The three observations are:

1. The line of sight is perpendicular to a line from the center of the earth to the point (x, y) at the surface indicated in the diagram (at the horizon).
2. The point mentioned above falls on a circle of radius R.
3. The distance to the horizon is the length of an arc with radius R and subtended angle θ.

These then become:

1. $-x/y=(y-R-h)/(x).$
2. $x^2 + y^2 = R^2,$ or $x=R\sin\theta$ and $y=R\cos\theta.$
3. $H=R\theta.$

Now we do math. First we take Eq. (1) and change it up to $x^2=yR+yh-y^2,$ then we move over the $y^2$ term and use the first of Eqs. (2) to get $R^2=y(R+h).$ Then use Eq. (3) and the third of Eqs. (2) to get $R/(R+h)=\cos (H/R).$

Here’s where I probably got stuck the first time I tried this a couple years ago, before I had heard of Taylor series. What we need is the fact that $\cos\theta = 1 - \theta^2/2! + \theta^4/4! - \theta^6/6! + \cdots.$ In this problem we can disregard all but the first two terms. After all, H/R is extremely small (it is the ratio of the distance to the horizon to the radius of the earth), so the higher-order terms are negligible. We want to keep the second term (even though it is extremely small itself) so that we still keep θ-dependence; if you were to try the approximation $\cos\theta\approx 1$ then you would not find a useful answer.

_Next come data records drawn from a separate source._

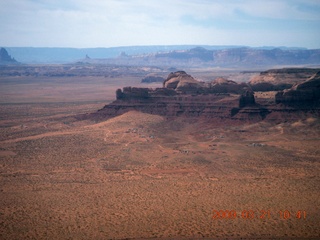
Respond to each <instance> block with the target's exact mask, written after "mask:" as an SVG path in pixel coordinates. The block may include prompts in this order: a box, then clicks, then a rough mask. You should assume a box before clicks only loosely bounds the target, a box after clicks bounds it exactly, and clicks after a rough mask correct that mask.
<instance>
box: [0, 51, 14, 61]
mask: <svg viewBox="0 0 320 240" xmlns="http://www.w3.org/2000/svg"><path fill="white" fill-rule="evenodd" d="M15 63H17V61H16V60H15V59H14V58H12V57H11V56H10V55H9V54H8V52H7V50H6V49H5V48H1V49H0V64H15Z"/></svg>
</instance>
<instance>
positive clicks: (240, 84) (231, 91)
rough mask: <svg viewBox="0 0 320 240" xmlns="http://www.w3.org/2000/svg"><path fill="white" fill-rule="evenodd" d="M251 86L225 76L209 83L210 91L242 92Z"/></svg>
mask: <svg viewBox="0 0 320 240" xmlns="http://www.w3.org/2000/svg"><path fill="white" fill-rule="evenodd" d="M247 88H250V87H249V86H248V84H246V83H240V84H238V83H236V82H234V81H232V80H228V79H225V78H221V77H220V78H217V79H215V80H214V81H212V82H211V83H209V92H210V93H235V94H241V93H243V91H244V89H247Z"/></svg>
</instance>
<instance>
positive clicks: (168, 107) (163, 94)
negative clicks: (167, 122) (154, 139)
mask: <svg viewBox="0 0 320 240" xmlns="http://www.w3.org/2000/svg"><path fill="white" fill-rule="evenodd" d="M240 94H243V95H242V96H240ZM116 97H117V100H116V101H114V102H112V103H110V104H108V105H106V106H105V107H104V108H103V109H101V110H100V111H99V114H100V115H99V116H101V117H114V116H117V115H120V114H123V113H125V112H128V111H131V110H136V111H141V112H145V113H150V114H157V115H163V116H167V117H176V116H185V117H199V116H202V117H208V118H218V119H229V118H232V117H234V115H236V114H237V112H241V111H242V112H243V113H242V116H241V118H243V116H245V109H246V108H248V107H249V108H251V110H250V117H251V118H256V116H257V118H259V119H260V118H261V114H260V109H259V108H258V107H257V106H256V105H255V99H254V95H253V92H252V90H251V89H250V87H249V86H247V85H246V84H238V83H236V82H234V81H231V80H227V79H222V78H219V79H216V80H215V81H213V82H211V83H204V82H199V81H197V80H195V79H194V78H193V77H192V76H191V75H189V74H187V73H186V72H184V71H179V72H174V73H170V74H169V76H168V77H167V79H166V80H165V81H164V83H163V88H156V89H151V88H137V87H125V88H123V89H122V90H121V89H118V90H117V91H116ZM239 101H240V102H241V103H240V108H238V107H239ZM234 109H237V110H236V111H235V110H234ZM247 110H248V109H247Z"/></svg>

We are then left with the equation $R/(R+h)=1-(H/R)^2/2,$ which is a quadratic equation in R whose two solutions can be expressed as $R=(H^2/4H)(1\pm\sqrt{1+8(h/H)^2}).$ The root is greater than one, so we must choose the “plus” of the plus-or-minus in order to get a meaningful answer. (The earth is not inside-out.)

I would test this out, but I fear that data online is probably based on similar math, so it would be pretty circular. Maybe if I ever go sailing or something, I’ll watch a clock and note the speed. (I suppose a mathematically minded pirate would have calculated the size of the earth in knot-hours.)